U.S. energy policy

  • Importance of the Oil and Gas Industry to the American Economy: A recent study by PricewaterhouseCoopers found that the U.S. oil and gas industry added over $1 trillion to the American economy (7.5 percent of gross domestic product) and supported more than 9 million full- and part-time jobs in the United States.  Given the critical need to foster economic recovery in the United States, and the goal of increasing energy security, policymakers should support measures to allow for job creation and growth.
  • Opportunity for Economic and Jobs Growth:  A recent study by ICF International estimated that the development of oil and natural gas on federal lands (including the Outer Continental Shelf or OCS) previously or currently closed could increase domestic oil production by as much as 2 million barrels per day, and natural gas production by over 5 billion cubic feet per day. 
  • Over the next 20 years, such activity could create as many as 160,000 new jobs.  The ICF International study also estimated that domestic oil and natural gas development could generate approximately $1.7 trillion in federal, state and local government revenues to fund critical governmental priorities. 
  • The recent moratorium on OCS development activities in the Gulf of Mexico will increase job losses and lower U.S. oil and gas production in the future.  While litigation and new moratoria standards are now being issued, the uncertainty surrounding this policy is likely to have severe impacts. 
  • According to the U.S. Energy Information Administration (EIA), the Administration’s six-month drilling moratorium (announced in May) would reduce crude oil output from Gulf of Mexico deepwater resources by 31,000 bbl/d (barrels per day) in the fourth quarter of 2010, and 82,000 bbl/d in 2011 (reaching 100,000 bbl/d by December 2011).  EIA also estimated that Gulf of Mexico natural gas production would decrease by an average of 0.05 Bcf/d (billion cubic feet per day) for the last six months of 2010, and by 0.25 Bcf/d in 2011.
  • The International Energy Agency has said the moratorium will trim 30,000 bbl/d from U.S. crude oil production this year, and could reduce its 2015 forecast of Gulf of Mexico output by 100,000 - 300,000 bbl/d.
  • One deepwater drilling platform in the Gulf affected by the moratorium would normally support about 1,400 direct and indirect jobs, translating to roughly 46,200 jobs lost as a result of the May moratorium, according to the Louisiana Mid-Continent Oil and Gas Association.
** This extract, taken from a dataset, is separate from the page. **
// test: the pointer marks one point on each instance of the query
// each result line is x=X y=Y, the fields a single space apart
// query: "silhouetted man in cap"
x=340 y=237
These jobs pay an average weekly wage of $1,804; lost wages would be $10 million per month, per platform.
  • The Interior Department disbursed more than $10.6 billion in royalties from oil and gas production on public lands and the Outer Continental Shelf in 2009, and over $23 billion in 2008.
  • ExxonMobil and Deepwater: Over the past 10 years ExxonMobil has drilled 7,778 wells worldwide, of which 262 were in water depths of 2,500 feet or more. In the Gulf of Mexico ExxonMobil safely drilled a total of 35 wells in water ranging from 4,000 feet to 8,700 feet over the past decade. We currently operate 516 wells in the Gulf of Mexico, including 20 wells in water depths equal to or greater than 2,500 feet (total includes both producing and shut-in wells) and 111 wells in the Gulf at equal or greater than 500 feet depth.